I do agree that it allows them to bypass business processes and other policies / checks in place for field values. All that being said, it isn't being used all the time by the powerusers. It is more of a helpful tool for them to troubleshoot any problems that they may not see in the editor or preview modes. Thanks for the explanation about the cause of this change!

You might consider it useful to have; but there is a reason why the official security checklist recommends to disable the CRXDE Bundle! I don't really agree to recommendation, because for debugging purposes CRXDE has proven its value. But definitely not for performing changes in PROD.

I had seen the same problem and created an adobe ticket.

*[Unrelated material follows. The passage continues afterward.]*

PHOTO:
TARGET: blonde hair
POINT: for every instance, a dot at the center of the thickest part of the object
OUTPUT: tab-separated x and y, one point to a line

If you open the browser debug window, you will see there is javascript error:

TreeLoader.js:153 TypeError: Cannot read property 'properties' of undefined

    at getMergedPropertyDefinitions (NodetypeRegistry.js:53)

    at NodetypeRegistry.js:122

    at Array.each (Ext.js:43)

    at Object.getPropertyDefinitions (NodetypeRegistry.js:120)

    at constructor.processNewChild (RepositoryTree.TreeLoader.js:56)

    at Object.<anonymous> (TreeLoader.js:142)

    at Object.each (ext-base-debug.js:407)

    at constructor.processResponse (TreeLoader.js:139)

    at constructor.handleResponse (ext-all-debug.js:47781)

    at Ext.data.Connection.handleResponse (ext-all-debug.js:8550)

I think adobe should fix that, since user has enough permission to view those content, and login as admin does work without js error.

This seems to be a totally different issue (just by looking at the description), can you please raise a new thread here in the forum? Thanks!

The issue is with /conf directory. Remove read permissions on /conf directory and try.